# flow-models: A framework for analysis and modeling of IP network flows
Packages like `flow-tools` or `nfdump` provide tools for filtering and calculating simple summary/top-N statistics
from network flow records. They lack, however, any capabilities for analysis and modeling of flow features (length,
size, duration, rate, etc.) distributions. The goal of this framework is to fill this gap.
`flow-models` is a software framework for creating precise and reproducible statistical flow models from
NetFlow/IPFIX flow records. It can be used to merge split records, calculate histograms of flow features and create
General Mixture Models fitting them. Created models can be used both as an input in analytical calculations and to
generate realistic traffic in simulations.

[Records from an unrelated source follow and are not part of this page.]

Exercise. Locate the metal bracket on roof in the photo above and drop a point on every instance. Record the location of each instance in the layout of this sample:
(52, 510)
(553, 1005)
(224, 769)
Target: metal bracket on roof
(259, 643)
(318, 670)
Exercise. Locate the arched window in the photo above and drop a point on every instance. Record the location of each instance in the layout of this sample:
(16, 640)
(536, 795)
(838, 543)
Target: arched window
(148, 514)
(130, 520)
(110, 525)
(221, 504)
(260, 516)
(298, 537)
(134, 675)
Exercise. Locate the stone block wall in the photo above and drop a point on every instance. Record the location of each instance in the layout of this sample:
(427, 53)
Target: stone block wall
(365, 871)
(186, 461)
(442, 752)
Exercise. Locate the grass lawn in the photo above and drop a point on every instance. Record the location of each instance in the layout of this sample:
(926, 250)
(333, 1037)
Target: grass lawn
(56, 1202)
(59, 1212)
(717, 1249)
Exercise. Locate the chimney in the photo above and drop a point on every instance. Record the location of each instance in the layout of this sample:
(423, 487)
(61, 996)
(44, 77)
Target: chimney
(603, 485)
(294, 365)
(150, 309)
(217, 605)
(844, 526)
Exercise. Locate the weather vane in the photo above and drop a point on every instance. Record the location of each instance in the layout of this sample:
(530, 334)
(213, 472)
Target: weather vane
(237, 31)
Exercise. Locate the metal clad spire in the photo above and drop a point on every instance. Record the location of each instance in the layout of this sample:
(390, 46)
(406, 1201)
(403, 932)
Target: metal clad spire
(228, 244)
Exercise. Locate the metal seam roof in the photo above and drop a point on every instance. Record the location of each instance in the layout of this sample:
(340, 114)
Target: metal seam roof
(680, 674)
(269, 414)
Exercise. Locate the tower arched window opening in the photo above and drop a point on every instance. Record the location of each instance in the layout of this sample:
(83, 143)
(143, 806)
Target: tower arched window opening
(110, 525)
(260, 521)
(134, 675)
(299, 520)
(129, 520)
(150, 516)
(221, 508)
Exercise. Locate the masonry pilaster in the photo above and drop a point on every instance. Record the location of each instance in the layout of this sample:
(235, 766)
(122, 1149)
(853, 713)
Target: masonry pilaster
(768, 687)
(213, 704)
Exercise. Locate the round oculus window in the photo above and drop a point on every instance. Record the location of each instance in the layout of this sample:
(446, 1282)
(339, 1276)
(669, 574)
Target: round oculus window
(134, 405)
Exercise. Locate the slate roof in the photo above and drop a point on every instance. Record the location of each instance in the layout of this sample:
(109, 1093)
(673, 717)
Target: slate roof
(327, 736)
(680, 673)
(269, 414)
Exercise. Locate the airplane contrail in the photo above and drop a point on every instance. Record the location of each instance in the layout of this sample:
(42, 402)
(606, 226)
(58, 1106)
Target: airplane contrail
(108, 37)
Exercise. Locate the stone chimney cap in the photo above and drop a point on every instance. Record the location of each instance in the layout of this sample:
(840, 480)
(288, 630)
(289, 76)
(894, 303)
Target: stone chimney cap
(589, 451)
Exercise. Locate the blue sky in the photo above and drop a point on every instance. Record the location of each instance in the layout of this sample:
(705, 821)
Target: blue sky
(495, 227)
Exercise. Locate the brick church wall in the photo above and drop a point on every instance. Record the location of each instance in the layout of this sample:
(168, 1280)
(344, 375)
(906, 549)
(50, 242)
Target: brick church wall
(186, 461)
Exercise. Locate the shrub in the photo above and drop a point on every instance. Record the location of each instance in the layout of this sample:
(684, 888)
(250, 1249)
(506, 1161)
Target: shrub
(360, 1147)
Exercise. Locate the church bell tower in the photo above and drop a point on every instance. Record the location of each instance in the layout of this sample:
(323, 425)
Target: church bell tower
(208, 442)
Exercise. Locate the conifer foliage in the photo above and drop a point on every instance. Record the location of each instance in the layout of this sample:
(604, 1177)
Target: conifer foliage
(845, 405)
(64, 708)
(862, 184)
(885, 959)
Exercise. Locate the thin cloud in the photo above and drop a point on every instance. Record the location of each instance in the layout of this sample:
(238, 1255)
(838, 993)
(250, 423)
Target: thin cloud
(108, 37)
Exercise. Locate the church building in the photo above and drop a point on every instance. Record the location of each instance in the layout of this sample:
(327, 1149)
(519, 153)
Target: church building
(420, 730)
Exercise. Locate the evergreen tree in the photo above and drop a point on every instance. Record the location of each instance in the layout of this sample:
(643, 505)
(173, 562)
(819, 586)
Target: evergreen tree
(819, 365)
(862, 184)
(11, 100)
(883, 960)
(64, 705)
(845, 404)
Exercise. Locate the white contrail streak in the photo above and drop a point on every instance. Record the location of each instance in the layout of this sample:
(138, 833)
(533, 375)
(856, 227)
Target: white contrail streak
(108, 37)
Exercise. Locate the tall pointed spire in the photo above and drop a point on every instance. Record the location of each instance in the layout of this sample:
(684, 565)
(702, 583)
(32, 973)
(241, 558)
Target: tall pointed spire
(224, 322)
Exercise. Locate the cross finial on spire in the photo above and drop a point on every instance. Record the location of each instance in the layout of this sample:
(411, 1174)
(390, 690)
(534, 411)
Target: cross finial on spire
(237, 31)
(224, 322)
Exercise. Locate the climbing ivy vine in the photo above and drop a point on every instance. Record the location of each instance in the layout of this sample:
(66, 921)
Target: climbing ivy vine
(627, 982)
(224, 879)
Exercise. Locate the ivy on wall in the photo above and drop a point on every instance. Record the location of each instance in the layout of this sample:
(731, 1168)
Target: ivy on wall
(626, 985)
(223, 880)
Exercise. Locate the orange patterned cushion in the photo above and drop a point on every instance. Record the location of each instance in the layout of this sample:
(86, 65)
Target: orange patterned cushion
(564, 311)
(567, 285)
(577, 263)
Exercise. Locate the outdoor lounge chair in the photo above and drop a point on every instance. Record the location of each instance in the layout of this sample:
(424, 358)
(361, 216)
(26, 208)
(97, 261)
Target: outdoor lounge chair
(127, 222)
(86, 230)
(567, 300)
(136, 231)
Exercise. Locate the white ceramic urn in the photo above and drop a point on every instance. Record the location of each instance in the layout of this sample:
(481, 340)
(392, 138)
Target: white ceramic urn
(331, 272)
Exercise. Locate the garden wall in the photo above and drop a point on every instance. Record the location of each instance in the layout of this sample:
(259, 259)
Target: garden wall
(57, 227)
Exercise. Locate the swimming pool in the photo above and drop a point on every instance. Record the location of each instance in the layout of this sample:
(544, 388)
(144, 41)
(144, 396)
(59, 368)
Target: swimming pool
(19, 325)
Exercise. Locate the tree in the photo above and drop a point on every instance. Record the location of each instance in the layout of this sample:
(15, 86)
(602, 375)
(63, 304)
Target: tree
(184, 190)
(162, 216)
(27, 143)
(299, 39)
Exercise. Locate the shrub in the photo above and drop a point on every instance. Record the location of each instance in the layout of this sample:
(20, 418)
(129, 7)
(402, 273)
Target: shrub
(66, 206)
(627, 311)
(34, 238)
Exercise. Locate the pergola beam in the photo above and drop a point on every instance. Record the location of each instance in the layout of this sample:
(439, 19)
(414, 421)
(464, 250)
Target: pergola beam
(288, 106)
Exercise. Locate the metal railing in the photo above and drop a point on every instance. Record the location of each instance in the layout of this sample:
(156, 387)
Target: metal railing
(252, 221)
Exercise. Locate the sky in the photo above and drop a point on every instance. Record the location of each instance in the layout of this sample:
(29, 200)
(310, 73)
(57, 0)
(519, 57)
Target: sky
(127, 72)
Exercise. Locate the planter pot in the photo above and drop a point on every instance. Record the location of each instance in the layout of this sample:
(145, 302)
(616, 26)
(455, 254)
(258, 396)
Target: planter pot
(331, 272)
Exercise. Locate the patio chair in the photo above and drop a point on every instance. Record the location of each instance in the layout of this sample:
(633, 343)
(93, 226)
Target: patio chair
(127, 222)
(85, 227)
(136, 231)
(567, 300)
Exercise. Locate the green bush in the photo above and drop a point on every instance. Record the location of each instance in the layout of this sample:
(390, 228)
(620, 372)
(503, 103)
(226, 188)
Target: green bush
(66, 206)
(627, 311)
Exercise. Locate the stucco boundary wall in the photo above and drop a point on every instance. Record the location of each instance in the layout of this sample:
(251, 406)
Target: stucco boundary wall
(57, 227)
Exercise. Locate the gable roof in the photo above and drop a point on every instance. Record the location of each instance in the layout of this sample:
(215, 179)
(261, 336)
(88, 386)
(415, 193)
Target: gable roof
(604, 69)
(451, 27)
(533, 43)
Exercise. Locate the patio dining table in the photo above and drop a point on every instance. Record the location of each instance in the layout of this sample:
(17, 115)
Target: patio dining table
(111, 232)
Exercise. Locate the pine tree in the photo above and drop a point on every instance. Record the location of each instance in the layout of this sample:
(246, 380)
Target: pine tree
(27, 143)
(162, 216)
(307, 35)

The framework can be installed from [Python Package Index (PyPI)](https://pypi.org/project/flow-models/) using the
following command:
pip install flow-models
A detailed documentation, including usage examples, is available at: https://flow-models.readthedocs.io
Apart from the framework, the Git repository also contains a library of flow models created with it, including
histograms and fitted mixture models.
## Provided tools
The framework currently includes the following tools:
- `merge` -- merges flows which were split across multiple records due to *active timeout*
- `sort` -- sorts flow records according to specified fields (requires `numpy`)
- `hist` -- calculates histograms of flows length, size, duration or rate
- `hist_np` -- calculates histograms using multiple threads (requires `numpy`, much faster, but uses more memory)
- `fit` -- creates General Mixture Models (GMM) fitted to flow records (requires `scipy`)
- `plot` -- generates plots from flow records and fitted models (requires `pandas` and `scipy`)
- `generate` -- generates flow records from histograms or mixture models
- `summary` -- produces TeX tables containing summary statistics of flow dataset (requires `scipy`)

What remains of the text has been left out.